По утрам в кухне мать делала Лиле перевязку. Она освобождала от белых
марлевых бинтов предплечье, шею, грудь и плечо и открывала мокнущие ожоги.
Отец Лилы Джим Джексон работал на ферме, владелец которой проживал в
городе. Вставал Джим обычно в пять утра; до нас доносился его голос, когда
он покрикивал на собаку, загоняя коров для дойки.
Зимние утра были темны и холодны, жена Джима растапливала плиту и
готовила чай к возвращению мужа с выгона. Затем они вместе доили коров при
свете фонаря, подвешенного к балке навеса и качавшегося от ветра из стороны
в сторону.
Миссис Джексон была худенькая, болезненная женщина с большими темными
глазами, печально глядевшими на мир. Она не выходила за пределы фермы, не
бывала ни у кого в гостях и безропотно мирилась со своей скучной жизнью,
тяжким трудом и бедностью.
Пятеро детей миссис Джексон - четыре девочки и мальчик - ходили в
обносках, которые она штопала и латала по вечерам при свете дешевой
керосиновой лампы, свисавшей с потолка кухни на двух цепочках.
Старшей ее дочери Салли было лет двенадцать. Пока отец с матерью доили
коров во дворе, она вставала, зажигала свечу в детской, будила младших и шла
на кухню готовить им завтрак.
Но часто со сна дети не могли найти свою одежду, бывало, что боль в
ознобленных суставах донимала их или они ссорились из-за того, кому вставать
первым, и тогда Салли приходилось бежать из кухни, чтобы угомонить их.
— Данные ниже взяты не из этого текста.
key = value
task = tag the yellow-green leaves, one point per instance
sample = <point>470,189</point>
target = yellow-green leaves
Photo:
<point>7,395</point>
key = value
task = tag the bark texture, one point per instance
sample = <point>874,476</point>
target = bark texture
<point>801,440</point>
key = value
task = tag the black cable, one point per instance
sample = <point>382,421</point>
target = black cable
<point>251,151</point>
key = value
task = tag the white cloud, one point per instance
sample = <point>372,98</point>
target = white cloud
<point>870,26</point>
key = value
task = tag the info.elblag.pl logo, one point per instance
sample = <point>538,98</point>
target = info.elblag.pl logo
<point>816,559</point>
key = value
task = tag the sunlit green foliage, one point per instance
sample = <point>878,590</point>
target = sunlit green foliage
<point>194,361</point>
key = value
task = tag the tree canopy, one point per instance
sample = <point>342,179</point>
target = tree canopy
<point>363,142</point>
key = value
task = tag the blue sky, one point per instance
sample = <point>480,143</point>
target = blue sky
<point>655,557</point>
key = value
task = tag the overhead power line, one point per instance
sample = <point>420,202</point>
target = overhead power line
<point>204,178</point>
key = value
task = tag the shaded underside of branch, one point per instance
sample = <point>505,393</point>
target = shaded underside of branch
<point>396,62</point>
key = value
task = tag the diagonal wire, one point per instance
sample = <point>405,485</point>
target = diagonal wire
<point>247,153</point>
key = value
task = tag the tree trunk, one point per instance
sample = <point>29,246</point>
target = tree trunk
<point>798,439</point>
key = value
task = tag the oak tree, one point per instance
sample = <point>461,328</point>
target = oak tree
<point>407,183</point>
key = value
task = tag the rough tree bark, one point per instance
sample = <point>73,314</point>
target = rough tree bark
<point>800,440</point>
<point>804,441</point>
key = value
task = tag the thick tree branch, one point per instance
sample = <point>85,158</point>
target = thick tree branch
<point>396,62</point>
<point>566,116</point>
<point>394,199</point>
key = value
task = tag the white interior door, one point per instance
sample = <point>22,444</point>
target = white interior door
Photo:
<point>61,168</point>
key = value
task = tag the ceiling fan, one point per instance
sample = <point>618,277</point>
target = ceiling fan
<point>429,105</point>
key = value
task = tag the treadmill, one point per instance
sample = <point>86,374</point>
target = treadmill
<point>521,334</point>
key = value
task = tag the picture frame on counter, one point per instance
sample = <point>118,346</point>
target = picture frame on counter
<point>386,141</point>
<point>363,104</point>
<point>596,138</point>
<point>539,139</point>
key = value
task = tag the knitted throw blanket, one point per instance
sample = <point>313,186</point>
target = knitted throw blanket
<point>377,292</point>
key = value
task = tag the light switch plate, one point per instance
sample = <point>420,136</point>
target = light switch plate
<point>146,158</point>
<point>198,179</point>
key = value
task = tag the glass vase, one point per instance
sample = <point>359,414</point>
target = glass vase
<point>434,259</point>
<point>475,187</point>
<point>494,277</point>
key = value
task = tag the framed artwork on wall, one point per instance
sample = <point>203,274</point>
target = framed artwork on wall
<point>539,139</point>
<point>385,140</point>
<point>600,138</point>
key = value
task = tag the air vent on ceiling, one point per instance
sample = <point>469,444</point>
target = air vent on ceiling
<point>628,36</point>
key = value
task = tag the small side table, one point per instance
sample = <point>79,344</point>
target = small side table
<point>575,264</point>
И вот в одно такое утро Лила, прыгая на пружинном матрасе, опрокинула
свечу, стоявшую на ящике у ее кроватки. Пламя лизнуло бумазейную рубашку
Лилы, и она тотчас вспыхнула. Девочка с криком бросилась в кухню, Салли
плеснула на нее водой из кружки, схватила на руки.
Девочка продолжала кричать, тогда Салли опустила сестренку на пол и
кинулась во двор, за родителями. Через несколько минут Джим Джексон уже
стучался к нам и звал мою мать. Когда случалась беда, первой, к кому
бросались за помощью, была моя мать.
Неделю спустя, когда я вернулся из Уоллоби-крик, девочка уже
поправлялась, но еще сильно страдала от боли, а мать лечила ее и ухаживала
за ней. Лила к этому времени уже совсем освоилась с нашим домом,
почувствовала себя членом нашей семьи и даже взяла на себя роль моего гида.
- Это твои, - говорила она, указывая на мои книги, - я знаю, только мне
не позволяют их трогать.
- А тебе хочется трогать их?
- Нет, я только маленьких детей люблю трогать.
Лила была частым спутником в моих прогулках, она бежала за мной
вприпрыжку, с завистью глядя на мои скачки.
- А здорово, наверно, на костылях ходить, счастливый ты, Алан!
Я вспомнил, с каким презрением относился Стрелок к моей хромоте, и
задумался: а ведь, быть может, эта девчушка попала в точку. Есть лошади,
которым необходим строгий мундштук: он направляет их, сдерживает. Без такого
мундштука от них было бы мало толку.
Иногда, гуляя, мы подходили к дому Лилы. По субботам ее сестры были
свободны от школы и, завидев нас, бросались нам навстречу, еще издали
выкрикивая свои маленькие новости. Они были уверены, что их новости гораздо
интереснее всех тех происшествий, которые могли выпасть на долю Лилы,
поэтому она выслушивала их весьма холодно, и тут же сообщала свои
собственные новости, не менее сенсационные.
- А нашу собаку сегодня утром вырвало, мама это первая увидела, -
кричала Салли с веранды, когда мы еще только входили в ворота.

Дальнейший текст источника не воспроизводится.